In the nursery the bowel pattern will be observed and an evacuation program started if required.  Nursing staff will draft a full plan of care to educate the parents and coordinate with home visiting nurse care.  Social work staff will review family health insurance, resources, services, and coping skills, as well as community and home support.

As discharge approaches, an "informing" session is held with the parents and other involved relatives.  This continues the process of enhancing parental coping and participation.  Findings and recommendations from the numerous consultants are reviewed in order to assure parental understanding.  Long term prognosis for survival, ambulation, and independence are outlined (McLaughlin).  Use of folic acid to prevent an NTD recurrence in a future baby is outlined.  The parents' growing knowledge, even expertise is affirmed.  Arrangements for ongoing care will be  worked out.  Necessary care sources are reviewed, including primary pediatrics (see Colgan), tertiary subspecialty services, the spina bifida program team, developmental services such as early intervention, community-based providers such as therapists, and social services.  Finally, a care manager or coordinator acceptable to all is named.  This final session is always intense, both in volume of information shared as well as emotional transitions.
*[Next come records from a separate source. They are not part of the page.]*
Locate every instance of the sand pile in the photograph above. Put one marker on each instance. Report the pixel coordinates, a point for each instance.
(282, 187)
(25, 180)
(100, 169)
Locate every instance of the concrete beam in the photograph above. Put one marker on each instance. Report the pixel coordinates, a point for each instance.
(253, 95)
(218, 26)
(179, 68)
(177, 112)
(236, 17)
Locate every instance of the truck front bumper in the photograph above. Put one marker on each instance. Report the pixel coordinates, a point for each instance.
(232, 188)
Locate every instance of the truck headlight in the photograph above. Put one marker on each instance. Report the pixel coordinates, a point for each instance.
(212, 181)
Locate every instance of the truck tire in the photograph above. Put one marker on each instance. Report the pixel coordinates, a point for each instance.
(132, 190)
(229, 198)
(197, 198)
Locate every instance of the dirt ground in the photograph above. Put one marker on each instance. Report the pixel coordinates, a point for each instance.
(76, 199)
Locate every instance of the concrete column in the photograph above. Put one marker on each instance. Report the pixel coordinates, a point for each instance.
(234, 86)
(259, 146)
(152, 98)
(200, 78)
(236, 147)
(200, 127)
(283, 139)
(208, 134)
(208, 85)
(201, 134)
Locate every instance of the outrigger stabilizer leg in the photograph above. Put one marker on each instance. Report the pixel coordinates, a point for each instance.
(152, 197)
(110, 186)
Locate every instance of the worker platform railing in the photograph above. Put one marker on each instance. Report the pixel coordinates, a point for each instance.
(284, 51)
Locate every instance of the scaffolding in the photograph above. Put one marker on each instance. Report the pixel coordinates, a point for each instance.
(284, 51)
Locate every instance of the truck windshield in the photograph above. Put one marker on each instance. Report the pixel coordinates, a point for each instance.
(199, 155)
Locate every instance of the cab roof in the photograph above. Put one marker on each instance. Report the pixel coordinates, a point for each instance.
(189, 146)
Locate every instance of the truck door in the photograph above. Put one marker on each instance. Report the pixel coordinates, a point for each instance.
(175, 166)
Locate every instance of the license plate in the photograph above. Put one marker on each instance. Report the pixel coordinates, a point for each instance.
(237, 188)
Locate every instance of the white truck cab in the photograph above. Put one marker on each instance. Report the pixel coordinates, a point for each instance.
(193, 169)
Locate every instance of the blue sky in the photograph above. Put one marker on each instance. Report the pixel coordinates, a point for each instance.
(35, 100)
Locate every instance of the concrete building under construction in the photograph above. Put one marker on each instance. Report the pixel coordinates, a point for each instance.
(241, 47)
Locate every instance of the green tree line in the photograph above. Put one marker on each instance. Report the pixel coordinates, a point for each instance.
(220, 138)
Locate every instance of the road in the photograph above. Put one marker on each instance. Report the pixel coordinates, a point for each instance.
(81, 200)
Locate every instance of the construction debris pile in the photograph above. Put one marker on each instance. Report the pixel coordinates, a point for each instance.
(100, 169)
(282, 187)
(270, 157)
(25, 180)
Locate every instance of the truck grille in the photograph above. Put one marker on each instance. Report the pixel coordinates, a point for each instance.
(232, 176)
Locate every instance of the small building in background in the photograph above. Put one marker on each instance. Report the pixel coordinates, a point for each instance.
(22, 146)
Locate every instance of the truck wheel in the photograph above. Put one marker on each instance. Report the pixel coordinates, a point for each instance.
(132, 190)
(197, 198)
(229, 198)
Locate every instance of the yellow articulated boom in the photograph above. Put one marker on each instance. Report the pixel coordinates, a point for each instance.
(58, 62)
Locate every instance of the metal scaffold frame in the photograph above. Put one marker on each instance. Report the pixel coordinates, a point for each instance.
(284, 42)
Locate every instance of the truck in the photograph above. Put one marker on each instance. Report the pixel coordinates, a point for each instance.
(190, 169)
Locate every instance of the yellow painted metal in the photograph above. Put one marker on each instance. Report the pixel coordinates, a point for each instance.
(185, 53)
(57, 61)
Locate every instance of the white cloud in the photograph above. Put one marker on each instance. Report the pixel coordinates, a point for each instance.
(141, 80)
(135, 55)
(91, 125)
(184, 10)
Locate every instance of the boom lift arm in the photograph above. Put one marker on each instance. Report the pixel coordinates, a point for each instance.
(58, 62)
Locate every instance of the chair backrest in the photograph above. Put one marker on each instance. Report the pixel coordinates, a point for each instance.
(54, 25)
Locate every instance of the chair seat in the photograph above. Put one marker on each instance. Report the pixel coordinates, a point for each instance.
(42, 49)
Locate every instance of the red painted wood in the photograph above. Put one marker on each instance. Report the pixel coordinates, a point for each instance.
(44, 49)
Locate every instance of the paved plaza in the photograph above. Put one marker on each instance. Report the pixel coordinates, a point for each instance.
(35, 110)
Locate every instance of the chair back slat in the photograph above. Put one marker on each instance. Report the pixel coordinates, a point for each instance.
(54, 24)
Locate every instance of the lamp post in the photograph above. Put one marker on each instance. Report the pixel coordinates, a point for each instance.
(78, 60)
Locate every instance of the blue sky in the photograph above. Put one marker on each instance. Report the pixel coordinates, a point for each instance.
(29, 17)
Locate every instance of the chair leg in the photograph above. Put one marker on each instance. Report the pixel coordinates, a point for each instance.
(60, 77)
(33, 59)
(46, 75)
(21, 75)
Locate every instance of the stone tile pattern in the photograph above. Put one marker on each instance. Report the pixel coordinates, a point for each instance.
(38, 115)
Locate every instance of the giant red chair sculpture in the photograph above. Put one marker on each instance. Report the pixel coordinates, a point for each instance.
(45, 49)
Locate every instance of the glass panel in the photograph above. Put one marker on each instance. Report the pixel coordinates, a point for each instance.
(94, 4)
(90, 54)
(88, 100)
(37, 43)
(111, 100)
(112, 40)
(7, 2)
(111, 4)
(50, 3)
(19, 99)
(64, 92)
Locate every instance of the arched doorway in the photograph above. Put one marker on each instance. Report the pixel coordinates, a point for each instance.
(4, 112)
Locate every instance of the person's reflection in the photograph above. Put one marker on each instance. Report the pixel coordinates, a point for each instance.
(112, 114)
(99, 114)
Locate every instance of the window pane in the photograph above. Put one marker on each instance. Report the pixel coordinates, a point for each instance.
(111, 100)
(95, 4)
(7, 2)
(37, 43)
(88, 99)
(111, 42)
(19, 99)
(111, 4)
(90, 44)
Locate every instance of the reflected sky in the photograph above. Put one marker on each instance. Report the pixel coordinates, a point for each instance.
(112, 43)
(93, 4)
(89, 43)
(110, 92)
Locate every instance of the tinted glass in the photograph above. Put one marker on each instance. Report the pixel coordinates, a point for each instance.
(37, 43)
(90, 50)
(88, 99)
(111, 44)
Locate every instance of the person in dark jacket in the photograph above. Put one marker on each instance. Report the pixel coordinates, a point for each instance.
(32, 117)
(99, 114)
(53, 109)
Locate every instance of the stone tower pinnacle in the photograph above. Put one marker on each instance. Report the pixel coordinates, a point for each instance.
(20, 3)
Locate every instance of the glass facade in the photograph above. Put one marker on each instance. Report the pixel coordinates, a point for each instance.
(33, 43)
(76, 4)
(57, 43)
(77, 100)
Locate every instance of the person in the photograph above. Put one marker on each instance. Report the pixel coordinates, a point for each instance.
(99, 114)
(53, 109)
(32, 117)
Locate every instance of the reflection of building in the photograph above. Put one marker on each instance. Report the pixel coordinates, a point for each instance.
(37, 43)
Thus, in a supported fashion, the parents of the newborn with a neural tube defect assume care of their child with complex medical problems.  The goals remain optimism with realism, aiming for the best potential function and outcome for the child.

References

Charney EB, et al. (1985).  Management of the newborn with myelomeningocele:  Time for a decision‑making process.  Pediatrics 75:58-64.

Colgan MT (1981).  The child with spina bifida:  Role of the pediatrician.  Am J Dis Child 135:854-58.
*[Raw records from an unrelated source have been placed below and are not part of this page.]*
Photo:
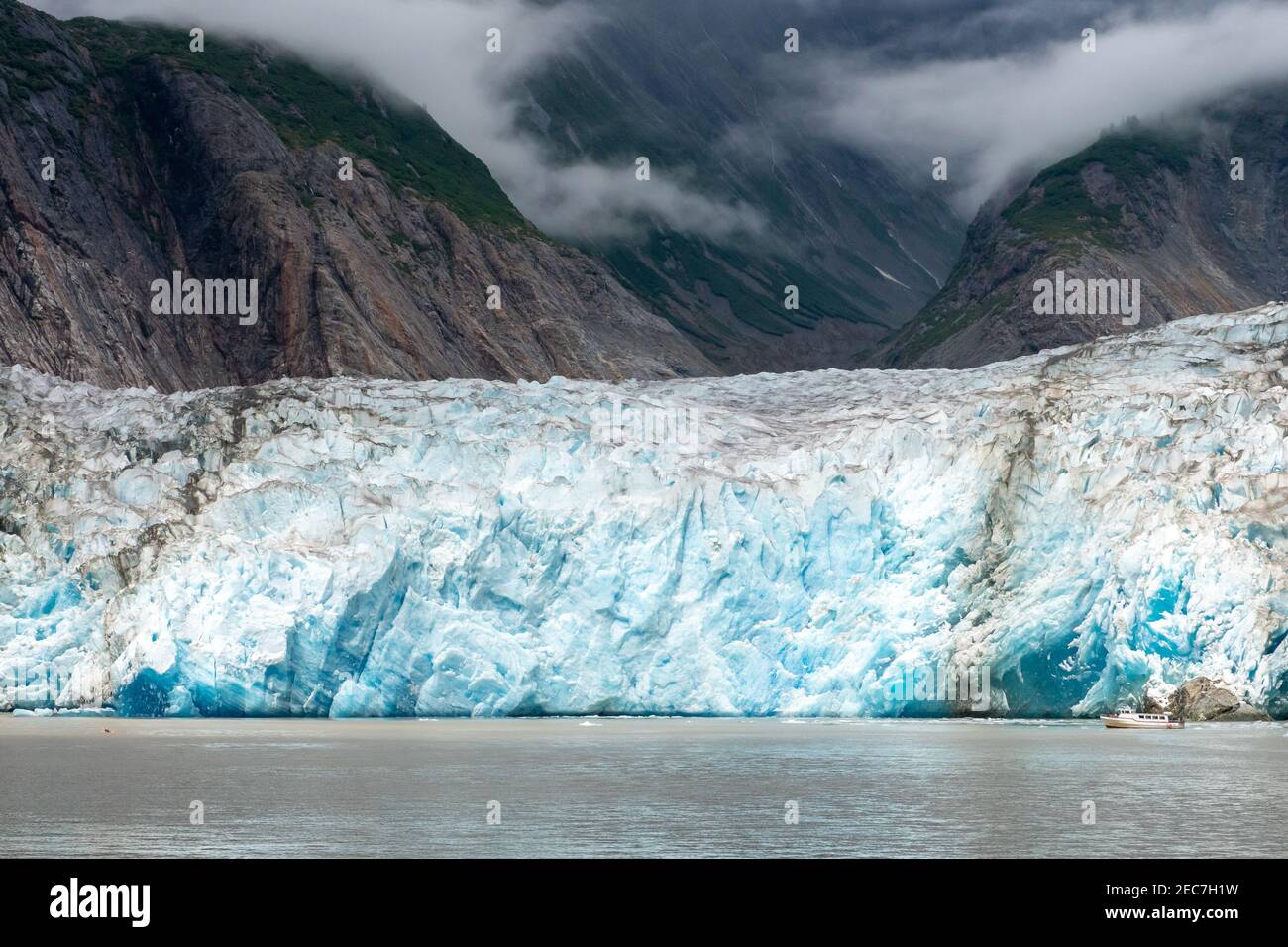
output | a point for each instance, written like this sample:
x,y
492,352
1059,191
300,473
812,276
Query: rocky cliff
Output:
x,y
1151,202
125,157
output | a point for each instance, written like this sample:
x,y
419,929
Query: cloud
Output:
x,y
1020,111
434,53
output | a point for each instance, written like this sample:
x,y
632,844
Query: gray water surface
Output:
x,y
638,788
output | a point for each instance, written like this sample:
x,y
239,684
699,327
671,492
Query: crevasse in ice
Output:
x,y
1086,523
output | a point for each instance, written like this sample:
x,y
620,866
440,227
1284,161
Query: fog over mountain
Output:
x,y
999,85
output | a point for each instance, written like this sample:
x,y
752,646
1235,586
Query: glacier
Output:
x,y
1090,525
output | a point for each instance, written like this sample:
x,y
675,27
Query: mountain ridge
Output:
x,y
163,165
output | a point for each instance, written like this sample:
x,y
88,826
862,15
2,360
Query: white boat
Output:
x,y
1129,719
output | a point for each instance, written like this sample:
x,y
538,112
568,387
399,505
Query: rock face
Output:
x,y
688,84
1149,204
1073,526
1202,698
226,165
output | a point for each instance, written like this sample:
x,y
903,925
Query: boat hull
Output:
x,y
1119,723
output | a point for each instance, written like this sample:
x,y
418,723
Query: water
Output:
x,y
638,788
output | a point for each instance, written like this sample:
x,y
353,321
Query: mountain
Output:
x,y
692,86
780,544
1150,202
224,165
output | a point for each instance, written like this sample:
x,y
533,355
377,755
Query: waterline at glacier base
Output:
x,y
1090,526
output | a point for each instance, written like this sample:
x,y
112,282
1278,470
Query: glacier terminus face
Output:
x,y
1081,527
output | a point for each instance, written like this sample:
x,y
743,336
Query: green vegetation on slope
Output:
x,y
307,108
1057,205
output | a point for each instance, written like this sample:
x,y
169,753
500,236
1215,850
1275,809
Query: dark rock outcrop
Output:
x,y
1202,698
1154,204
224,165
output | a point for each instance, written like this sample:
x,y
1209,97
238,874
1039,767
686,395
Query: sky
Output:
x,y
999,86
Luthy DA, et al. (1991).  Cesarean section before the onset of labor and subsequent motor function in infants with meningomyelocele diagnosed antenatally.  NEJM 324 (10):662-666.

McLaughlin JF and Shurtleff DB (1979).  Management of the newborn with myelodysplasia.  Clinical Pediatrics 18(8):463-480.

Noetzel MJ (1989).  Myelomeningocele:  Current concepts of management.  Clinics in Perinatology 16(2):311-329.

Nickel RE, et al. (1994). Velo-cardio-facial and DiGeorge syndromes with meningomyelocele and deletions of the 22q11 region.  Am J Med Genetics 52:445-449.

Shurtleff DB, Dias L, McLone D, McLaughlin JF (1991).  Early Management of Meningomyelocele.  American Academy of Cerebral Palsy and Developmental Medicine, October 11, 1991.